Sus admiradores más fervientes ya saben que no es un héroe. Los japoneses más fanáticos de la primera mitad del siglo 20 descubrieron que su emperador no era un Dios cuando vieron a su representante firmar la capitulación sobre la cubierta del acorazado Missouri, bajo la mirada triunfal del general MacArthur. Salvando distancias entre la sacralidad y lo terrenal, habrá defraudado a muchos ver a Julian Assange rendirse para poner fin al suplicio que padecía, asumiendo culpabilidad en lugar de mantenerse en la trinchera desde la que batalló todos estos años, calificando su caso como un ataque del estado norteamericano a la libertad de prensa y afirmando ser un periodista que al obtener y revelar secretos de Estado actuaba como tal, y no como un espía y un conspirador.

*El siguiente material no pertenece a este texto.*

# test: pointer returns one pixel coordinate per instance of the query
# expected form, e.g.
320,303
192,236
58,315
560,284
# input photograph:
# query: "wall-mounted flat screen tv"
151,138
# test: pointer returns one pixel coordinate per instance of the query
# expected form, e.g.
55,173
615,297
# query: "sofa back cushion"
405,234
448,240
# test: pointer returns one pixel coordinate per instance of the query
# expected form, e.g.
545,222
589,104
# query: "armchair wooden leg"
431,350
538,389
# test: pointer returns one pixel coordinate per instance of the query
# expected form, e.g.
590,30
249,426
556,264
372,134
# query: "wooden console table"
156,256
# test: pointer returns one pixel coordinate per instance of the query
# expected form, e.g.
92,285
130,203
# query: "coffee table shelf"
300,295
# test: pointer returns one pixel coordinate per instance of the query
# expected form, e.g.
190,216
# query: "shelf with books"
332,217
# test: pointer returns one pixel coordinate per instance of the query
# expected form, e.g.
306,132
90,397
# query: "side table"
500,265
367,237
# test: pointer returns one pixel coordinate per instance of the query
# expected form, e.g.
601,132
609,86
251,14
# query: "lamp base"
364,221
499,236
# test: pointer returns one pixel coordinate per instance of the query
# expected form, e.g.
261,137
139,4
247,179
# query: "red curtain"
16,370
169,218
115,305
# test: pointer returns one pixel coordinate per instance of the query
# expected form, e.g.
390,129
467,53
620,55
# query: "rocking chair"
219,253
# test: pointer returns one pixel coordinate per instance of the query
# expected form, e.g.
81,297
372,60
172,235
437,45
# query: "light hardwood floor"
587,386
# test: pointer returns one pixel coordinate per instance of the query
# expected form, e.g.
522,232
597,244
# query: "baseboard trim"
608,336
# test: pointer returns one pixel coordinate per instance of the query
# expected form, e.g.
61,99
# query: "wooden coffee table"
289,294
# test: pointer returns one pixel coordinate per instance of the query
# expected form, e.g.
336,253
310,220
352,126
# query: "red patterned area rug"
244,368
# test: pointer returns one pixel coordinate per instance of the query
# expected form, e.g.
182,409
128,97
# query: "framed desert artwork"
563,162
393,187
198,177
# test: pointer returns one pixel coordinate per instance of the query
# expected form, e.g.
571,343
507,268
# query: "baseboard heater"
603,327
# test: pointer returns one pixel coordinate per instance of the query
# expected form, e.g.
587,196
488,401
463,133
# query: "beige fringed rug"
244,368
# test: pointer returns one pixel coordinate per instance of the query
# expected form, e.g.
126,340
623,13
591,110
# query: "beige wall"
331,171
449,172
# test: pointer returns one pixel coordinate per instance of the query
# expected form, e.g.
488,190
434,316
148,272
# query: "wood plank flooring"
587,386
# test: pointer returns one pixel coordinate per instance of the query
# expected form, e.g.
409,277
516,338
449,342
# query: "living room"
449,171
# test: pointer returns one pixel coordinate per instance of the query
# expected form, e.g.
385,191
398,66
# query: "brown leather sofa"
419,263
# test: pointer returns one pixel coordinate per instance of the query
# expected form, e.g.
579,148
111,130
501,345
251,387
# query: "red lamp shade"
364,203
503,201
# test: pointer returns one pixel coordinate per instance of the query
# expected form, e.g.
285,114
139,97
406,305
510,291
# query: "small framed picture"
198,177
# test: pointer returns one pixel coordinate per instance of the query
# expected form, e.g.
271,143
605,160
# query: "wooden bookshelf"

En algún momento, el creador de WikiLeaks tendría que decir el equivalente al “eppur si muove” (sin embargo se mueve) que atribuyen a Galileo cuando salió de Santa María de Sopra Minerva, el convento romano donde la inquisición lo atormentó hasta hacerlo abjurar de la teoría heliocéntrica y calificar a las matemáticas como un “arte diabólico”. De ese modo, como el gran astrónomo renacentista, Assange dejaría claro que si bien fue doblegado, sus carceleros no lograron convencerlo de que la razón está del lado de ellos.
Pero muchos otros lo comprenderían incluso si guarda silencio y pasara a “cuarteles de invierno” para siempre y no sólo mientras duren los fríos gélidos por los cuales en la antigua Roma acantonaban las tropas hasta la primavera, dando origen a la expresión.
Este insurgente cibernético comenzó en su adolescencia en Queensland, el estado australiano donde nació y creció. Más tarde creó WikiLeaks, el sitio web que se dedicó a derramar en el mundo los caudales de información confidencial y secreta que conseguía perforando los blindados encofrados informáticos del Pentágono.
En el 2010, a sólo cuatro años de su creación, WikiLeaks obtuvo y esparció por el orbe océanos de información secreta y documentos confidenciales de la Secretaría de Defensa norteamericana. El mundo pudo ver por televisión, entre otros crímenes aberrantes, las imágenes tomadas desde el helicóptero artillado a Apache que disparó a mansalva sobre bagdadíes que acribillados sin razón alguna.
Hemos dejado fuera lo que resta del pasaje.